Once again we both turned pale, but Fifi didn't seem fazed. I would never be able to look at her in the same light again.

"One other thing I should mention," said Fifi, "just to tie everything up. I am Aunt Blythe's sole beneficiary and I will be very well off when the cheque arrives, probably in a month or two.

"My mother turned up at Blythe's funeral. My father is now suffering from Parkinsons, is in a very bad way and won't be around for very much longer. My brothers are both missing, presumed dead. Anyway, she's finally selling the house in the city. She's decided to move south and find a small place to take Pop, a place where she can sit and watch the sea from her veranda after he goes. She said she'd give me part of the proceeds from the sale of the house and eventually I'll inherit her estate as well.

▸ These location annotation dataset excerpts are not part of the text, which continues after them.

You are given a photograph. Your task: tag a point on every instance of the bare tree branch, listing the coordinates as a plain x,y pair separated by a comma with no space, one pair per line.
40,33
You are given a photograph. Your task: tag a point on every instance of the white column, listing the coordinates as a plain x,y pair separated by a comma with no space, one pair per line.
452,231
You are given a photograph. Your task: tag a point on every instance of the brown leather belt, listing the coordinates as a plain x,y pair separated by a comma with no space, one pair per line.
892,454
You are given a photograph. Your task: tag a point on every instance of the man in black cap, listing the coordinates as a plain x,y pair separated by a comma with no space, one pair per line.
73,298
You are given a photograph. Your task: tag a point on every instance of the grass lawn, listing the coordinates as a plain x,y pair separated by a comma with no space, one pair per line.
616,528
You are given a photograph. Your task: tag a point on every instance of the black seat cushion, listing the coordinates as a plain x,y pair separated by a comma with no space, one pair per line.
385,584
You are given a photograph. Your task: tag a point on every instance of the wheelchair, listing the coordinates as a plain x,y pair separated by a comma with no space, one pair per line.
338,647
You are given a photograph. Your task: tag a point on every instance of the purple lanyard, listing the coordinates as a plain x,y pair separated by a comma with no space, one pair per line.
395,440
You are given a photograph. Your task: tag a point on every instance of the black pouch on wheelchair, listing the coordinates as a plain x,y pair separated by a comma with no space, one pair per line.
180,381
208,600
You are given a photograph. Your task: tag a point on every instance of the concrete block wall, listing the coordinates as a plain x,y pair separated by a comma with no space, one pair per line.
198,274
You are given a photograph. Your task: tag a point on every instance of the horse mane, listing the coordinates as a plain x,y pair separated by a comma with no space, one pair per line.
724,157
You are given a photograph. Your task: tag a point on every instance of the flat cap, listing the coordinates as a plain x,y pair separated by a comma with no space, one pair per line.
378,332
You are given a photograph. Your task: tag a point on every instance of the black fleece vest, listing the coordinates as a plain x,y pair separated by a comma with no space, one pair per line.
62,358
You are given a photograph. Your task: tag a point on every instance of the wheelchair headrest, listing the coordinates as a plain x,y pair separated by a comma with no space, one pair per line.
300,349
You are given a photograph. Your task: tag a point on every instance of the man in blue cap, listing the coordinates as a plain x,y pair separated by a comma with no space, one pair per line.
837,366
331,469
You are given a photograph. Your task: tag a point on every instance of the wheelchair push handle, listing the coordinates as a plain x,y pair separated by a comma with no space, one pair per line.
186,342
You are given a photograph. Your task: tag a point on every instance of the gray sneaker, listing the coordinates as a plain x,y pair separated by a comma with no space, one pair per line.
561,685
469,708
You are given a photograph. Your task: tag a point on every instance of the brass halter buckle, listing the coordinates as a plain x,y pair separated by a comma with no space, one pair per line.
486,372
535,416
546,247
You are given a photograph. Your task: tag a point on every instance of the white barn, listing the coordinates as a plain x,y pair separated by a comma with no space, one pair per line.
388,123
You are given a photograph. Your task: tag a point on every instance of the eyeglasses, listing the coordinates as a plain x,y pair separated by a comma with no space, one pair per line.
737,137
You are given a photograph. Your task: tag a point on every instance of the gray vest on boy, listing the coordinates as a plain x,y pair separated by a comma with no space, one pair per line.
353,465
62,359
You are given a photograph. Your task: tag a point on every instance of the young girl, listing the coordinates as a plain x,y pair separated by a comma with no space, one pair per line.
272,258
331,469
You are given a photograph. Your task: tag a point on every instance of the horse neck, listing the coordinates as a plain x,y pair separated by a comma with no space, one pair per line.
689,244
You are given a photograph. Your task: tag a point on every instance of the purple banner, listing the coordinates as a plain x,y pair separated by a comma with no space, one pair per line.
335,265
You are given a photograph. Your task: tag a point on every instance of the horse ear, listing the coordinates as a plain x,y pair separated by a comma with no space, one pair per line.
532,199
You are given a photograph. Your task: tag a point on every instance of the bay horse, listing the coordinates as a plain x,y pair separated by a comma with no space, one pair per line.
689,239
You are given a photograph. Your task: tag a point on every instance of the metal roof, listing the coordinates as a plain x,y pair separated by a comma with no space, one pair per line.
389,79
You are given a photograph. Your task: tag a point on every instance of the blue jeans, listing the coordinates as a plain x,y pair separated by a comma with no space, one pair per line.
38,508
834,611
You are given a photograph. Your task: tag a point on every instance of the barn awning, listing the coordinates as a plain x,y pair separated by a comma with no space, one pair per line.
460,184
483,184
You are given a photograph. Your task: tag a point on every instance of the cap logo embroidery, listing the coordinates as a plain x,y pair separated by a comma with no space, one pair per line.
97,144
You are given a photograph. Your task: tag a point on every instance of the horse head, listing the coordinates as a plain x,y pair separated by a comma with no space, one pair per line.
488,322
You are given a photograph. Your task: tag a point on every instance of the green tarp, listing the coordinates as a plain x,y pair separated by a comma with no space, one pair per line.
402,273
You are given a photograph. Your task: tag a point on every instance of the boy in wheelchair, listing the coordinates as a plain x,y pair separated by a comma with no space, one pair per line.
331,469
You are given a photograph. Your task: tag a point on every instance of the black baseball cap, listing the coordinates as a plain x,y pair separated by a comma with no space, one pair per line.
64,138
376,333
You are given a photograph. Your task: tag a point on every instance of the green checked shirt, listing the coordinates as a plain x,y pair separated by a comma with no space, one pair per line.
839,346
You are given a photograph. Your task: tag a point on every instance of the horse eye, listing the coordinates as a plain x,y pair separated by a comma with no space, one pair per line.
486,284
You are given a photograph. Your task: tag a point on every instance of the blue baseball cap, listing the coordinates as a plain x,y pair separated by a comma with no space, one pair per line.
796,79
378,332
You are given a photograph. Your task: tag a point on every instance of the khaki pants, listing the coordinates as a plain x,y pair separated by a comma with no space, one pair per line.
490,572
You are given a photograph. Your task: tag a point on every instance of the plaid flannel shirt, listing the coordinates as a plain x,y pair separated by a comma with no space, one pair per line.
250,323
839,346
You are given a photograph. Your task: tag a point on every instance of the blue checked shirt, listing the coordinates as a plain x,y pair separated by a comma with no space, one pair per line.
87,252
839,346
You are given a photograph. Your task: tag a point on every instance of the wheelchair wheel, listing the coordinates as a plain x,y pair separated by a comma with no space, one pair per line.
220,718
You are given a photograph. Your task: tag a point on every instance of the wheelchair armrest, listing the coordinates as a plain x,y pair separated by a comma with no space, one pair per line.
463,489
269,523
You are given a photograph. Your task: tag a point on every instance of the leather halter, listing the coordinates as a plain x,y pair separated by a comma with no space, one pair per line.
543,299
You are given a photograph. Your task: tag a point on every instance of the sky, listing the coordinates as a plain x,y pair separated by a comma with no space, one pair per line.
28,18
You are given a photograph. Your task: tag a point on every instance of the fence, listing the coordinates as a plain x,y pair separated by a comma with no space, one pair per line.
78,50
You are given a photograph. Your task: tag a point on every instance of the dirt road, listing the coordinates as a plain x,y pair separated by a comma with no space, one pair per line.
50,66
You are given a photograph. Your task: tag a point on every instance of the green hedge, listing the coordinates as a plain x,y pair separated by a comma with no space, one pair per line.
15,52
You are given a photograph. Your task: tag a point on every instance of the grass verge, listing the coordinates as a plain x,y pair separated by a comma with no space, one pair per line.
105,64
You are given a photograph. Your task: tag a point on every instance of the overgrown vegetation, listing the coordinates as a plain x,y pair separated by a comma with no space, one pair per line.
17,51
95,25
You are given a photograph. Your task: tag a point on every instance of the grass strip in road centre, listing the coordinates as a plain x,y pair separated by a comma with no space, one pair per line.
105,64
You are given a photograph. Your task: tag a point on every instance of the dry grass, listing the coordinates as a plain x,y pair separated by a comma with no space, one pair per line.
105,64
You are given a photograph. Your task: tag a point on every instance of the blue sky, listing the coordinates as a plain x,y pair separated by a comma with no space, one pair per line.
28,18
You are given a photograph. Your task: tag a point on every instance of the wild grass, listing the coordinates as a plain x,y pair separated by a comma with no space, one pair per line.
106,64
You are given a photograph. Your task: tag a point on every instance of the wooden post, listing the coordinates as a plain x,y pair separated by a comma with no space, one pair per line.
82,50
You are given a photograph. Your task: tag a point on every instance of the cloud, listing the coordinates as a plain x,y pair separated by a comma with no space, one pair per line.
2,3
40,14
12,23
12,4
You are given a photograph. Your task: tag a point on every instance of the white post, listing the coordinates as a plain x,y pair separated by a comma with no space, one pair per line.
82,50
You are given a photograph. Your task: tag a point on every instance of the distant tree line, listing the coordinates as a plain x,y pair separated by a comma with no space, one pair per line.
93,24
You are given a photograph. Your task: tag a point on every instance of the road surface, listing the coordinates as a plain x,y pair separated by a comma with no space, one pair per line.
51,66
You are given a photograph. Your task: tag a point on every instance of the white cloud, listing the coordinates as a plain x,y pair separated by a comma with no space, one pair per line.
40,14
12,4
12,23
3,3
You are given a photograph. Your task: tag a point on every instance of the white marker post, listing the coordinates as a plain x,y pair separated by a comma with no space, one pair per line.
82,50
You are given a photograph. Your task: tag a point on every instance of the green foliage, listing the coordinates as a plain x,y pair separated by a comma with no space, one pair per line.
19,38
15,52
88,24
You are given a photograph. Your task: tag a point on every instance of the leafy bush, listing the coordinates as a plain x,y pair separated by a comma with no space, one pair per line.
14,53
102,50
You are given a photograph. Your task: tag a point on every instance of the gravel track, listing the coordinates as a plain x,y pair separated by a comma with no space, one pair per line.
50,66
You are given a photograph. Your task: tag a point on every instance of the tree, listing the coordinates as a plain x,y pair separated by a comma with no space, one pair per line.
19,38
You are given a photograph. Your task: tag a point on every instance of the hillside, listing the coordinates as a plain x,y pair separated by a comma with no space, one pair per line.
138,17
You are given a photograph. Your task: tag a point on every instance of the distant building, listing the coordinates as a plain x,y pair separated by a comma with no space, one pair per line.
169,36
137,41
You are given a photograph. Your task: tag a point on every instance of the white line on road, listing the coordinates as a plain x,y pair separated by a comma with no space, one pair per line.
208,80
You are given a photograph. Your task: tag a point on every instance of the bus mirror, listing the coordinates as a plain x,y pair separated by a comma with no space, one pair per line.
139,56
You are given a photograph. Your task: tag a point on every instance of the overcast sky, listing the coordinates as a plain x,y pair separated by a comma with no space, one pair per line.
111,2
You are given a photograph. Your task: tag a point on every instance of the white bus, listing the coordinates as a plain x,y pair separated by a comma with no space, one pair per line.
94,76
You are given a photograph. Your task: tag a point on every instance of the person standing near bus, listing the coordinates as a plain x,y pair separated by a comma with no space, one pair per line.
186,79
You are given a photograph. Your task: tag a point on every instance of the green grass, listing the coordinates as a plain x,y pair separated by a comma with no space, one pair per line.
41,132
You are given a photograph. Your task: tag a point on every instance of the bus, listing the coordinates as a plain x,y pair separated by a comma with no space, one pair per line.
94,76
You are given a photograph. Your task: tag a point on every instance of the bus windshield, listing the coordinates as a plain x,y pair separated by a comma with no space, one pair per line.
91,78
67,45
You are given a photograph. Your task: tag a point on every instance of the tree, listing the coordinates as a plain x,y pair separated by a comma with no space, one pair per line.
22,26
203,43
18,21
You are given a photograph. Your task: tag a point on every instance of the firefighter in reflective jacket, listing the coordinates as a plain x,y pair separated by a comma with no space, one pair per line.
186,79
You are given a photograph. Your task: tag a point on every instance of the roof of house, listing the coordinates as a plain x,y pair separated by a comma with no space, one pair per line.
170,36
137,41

"She did clear up one question I had. She managed to keep the big house going after all that trouble because she stumbled across an enormous bundle of cash just after John left the house, never to be seen again. She had no doubt it was the proceeds of crime but by then she figured she'd earned it."

"Did you ever think about a full sex change, Fifi?" Danielle asked.

"Often, and I still might do it very soon, but I haven't finished thinking yet. I haven't had much pleasure from having a penis and I envy you the fun you have with yours, Anna. The more I think about it, the more I think I'm probably destined for full transexuality, probably in Thailand. I'm in a better position to be rational about it now. You can't make good decisions when you're in a state of mental anguish. I felt so dirty for such a long time and quite ashamed of my body. I must say that telling the story has made me feel a lot better."

"I wish I could say the same," said Danielle. "I think it's the worst story I've ever heard." She got up and hugged Fifi. "You poor darling. I'm so glad Anna found you and brought you home. I feel quite tearful." She dabbed at her eyes with a tissue and then poured another round of drinks. I didn't feel very hungry after that and I don't think anyone else did either.

It was two in the morning when we finally went to bed, and Danielle and I just lay there and held each other close and thought our own thoughts, mostly about being thankful we were never treated as badly as Fifi had been.